O primeiro-ministro Shehbaz Sharif e sua equipe reconheceram: se não colocarem rédeas no crescimento desordenado, riscos como lavagem de dinheiro ou financiamento do terrorismo podem aumentar. Por isso, o Paquistão optou pelo controle, em vez de proibições – uma abordagem semelhante à de outros países, como Índia ou Tailândia.
VARA: A nova autoridade com grande responsabilidade
A Virtual Assets Regulatory Authority (VARA) existe desde março de 2024 e tem a missão de regulamentar criptomoedas, NFTs e afins. Asim Javed, diretor da VARA, resume a filosofia:
“Queremos criar um ambiente seguro para investidores – mas quem não seguir as regras, será excluído.”
As regras são rígidas:
- Obrigatoriedade de AML/KYC: toda plataforma deve identificar seus usuários.
- Capital mínimo: ao menos 50 milhões de rúpias paquistanesas (cerca de 175 mil dólares) devem estar disponíveis.
- Cibersegurança: ataques de hackers não são tolerados – a infraestru
tura deve ser à prova de falhas.
- Impostos: os lucros digitais também devem ser declarados.
Quem cumprir esses requisitos pagará uma taxa de 1 milhão de rúpias (3.500 dólares) e receberá uma licença – inicialmente válida por três anos.
Reações mistas: esperança e frustração
Nem todos estão satisfeitos. Ali Raza, CEO de uma plataforma local de trading, vê a regulação como positiva:
“Finalmente temos segurança jurídica! Isso atrairá mais investidores.”
Já Sarah Khan, desenvolvedora de blockchain de Lahore, critica as barreiras financeiras:
“Startups não conseguem arcar com esses valores. Em vez de multas, deveriam oferecer incentivos!”
Ela provavelmente tem razão – mas o governo optou pela segurança. Quem não se adequar, ficará de fora.

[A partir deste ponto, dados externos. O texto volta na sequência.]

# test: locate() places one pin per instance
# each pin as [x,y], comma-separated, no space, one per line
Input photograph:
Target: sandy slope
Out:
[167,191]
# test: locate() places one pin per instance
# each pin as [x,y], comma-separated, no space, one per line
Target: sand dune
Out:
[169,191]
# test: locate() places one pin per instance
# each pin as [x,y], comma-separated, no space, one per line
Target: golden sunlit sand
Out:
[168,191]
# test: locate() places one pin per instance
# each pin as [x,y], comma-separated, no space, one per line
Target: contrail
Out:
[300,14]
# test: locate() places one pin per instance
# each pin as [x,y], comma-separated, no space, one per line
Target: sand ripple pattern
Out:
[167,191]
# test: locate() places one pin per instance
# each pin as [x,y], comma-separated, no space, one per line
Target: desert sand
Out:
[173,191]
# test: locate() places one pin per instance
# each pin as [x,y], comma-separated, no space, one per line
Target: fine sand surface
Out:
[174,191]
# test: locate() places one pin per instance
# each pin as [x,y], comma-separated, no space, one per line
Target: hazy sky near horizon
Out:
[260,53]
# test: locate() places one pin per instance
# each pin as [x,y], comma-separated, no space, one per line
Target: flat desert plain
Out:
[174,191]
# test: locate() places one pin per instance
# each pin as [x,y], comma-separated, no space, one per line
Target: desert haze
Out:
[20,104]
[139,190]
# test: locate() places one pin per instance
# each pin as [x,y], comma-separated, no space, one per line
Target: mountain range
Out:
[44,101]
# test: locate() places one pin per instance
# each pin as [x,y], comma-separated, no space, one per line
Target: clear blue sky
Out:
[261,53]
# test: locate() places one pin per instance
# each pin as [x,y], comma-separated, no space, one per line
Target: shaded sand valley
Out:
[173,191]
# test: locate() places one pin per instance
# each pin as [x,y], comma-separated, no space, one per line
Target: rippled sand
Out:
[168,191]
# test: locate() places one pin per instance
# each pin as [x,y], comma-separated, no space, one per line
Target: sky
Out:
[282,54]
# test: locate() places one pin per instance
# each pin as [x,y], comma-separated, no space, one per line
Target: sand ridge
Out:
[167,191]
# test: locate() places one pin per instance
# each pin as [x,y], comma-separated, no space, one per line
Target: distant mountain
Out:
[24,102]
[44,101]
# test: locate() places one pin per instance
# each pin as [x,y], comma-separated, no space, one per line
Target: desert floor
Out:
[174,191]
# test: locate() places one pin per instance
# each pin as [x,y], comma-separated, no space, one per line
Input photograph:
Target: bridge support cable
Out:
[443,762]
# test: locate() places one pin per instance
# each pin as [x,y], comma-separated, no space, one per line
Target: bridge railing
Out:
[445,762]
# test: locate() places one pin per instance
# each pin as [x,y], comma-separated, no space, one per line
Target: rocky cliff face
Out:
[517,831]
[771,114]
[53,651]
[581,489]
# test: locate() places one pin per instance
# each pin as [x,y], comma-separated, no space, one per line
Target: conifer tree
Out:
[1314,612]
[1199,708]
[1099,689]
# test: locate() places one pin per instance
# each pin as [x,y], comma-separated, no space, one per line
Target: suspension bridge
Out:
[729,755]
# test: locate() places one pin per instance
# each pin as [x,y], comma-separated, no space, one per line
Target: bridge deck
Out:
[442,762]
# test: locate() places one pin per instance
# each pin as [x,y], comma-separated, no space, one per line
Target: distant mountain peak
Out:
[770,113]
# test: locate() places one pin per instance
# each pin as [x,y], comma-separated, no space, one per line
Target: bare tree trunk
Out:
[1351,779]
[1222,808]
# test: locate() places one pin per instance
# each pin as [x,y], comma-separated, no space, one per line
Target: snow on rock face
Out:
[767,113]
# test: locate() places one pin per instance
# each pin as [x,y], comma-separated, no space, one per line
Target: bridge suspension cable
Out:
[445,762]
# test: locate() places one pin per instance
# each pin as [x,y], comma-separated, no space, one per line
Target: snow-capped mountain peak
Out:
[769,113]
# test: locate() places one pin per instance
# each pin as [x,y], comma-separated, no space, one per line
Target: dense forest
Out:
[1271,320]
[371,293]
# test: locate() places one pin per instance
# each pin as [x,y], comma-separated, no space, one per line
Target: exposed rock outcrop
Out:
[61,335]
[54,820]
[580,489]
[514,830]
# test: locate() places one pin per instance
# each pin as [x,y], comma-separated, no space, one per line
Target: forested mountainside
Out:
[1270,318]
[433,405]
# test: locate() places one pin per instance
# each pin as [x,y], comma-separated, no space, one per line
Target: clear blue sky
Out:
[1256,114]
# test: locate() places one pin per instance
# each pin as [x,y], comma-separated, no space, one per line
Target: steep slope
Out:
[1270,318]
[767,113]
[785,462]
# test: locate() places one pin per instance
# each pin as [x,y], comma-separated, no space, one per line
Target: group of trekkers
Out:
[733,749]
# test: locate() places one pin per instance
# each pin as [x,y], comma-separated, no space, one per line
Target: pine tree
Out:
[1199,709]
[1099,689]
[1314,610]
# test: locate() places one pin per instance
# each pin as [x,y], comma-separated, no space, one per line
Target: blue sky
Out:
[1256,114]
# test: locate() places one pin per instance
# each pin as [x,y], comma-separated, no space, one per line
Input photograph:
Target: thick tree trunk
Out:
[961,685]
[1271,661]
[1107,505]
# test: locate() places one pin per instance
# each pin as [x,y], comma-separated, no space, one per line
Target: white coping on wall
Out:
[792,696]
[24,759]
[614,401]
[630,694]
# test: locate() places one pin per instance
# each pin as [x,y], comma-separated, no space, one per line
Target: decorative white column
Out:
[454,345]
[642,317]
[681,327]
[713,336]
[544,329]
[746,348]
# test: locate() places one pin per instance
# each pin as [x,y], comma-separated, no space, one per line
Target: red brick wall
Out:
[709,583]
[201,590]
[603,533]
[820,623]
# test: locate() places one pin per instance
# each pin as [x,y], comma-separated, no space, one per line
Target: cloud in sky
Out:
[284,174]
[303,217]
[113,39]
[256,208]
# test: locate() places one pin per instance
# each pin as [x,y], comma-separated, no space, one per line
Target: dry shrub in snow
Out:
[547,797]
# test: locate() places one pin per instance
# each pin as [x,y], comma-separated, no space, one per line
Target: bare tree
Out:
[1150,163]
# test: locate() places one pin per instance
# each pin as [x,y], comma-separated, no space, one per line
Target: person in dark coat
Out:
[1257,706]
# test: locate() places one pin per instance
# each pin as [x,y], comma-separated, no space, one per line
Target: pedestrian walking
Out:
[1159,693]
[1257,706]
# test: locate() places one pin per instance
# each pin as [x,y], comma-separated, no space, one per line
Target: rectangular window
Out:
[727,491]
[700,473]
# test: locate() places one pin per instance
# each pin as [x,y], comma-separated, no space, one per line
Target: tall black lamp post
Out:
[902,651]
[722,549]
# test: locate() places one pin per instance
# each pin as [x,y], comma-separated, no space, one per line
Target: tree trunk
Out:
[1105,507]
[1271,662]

Tendências internacionais: Paquistão segue o fluxo
O Paquistão não está sozinho. Países como Índia, Tailândia e Filipinas também regulam criptomoedas, enquanto outros, como a China, proibiram totalmente o setor – ou, como El Salvador, adotaram o bitcoin como moeda legal.
O Paquistão escolheu o meio-termo: regulação, não proibição. Funcionará? Só o tempo dirá. Os próximos meses mostrarão quantas empresas cumprirão o prazo até 5 de setembro.
O prazo se aproxima: quem não agir, perderá
Para quem ainda está em dúvida: o relógio está correndo. A partir de 5 de setembro, as medidas serão implementadas:
- A VARA realizará fiscalizações aleatórias.
- A PTA bloqueará o acesso a plataformas não licenciadas.
- Estimativas sugerem que 30–40% dos prestadores atuais podem sair do mercado.
Isso pode levar a uma concentração do setor – quem permanecer terá mais espaço. Se isso é bom ou ruim, só o futuro dirá.
Conclusão: Um passo para o futuro – com obstáculos
O Paquistão está adentrando território desconhecido. O governo quer promover inovação, mas também minimizar riscos. Conseguirá? Os próximos meses mostrarão. Uma coisa é certa: quem quiser operar com criptomoedas no Paquistão precisa agir rápido. O prazo não é negociável.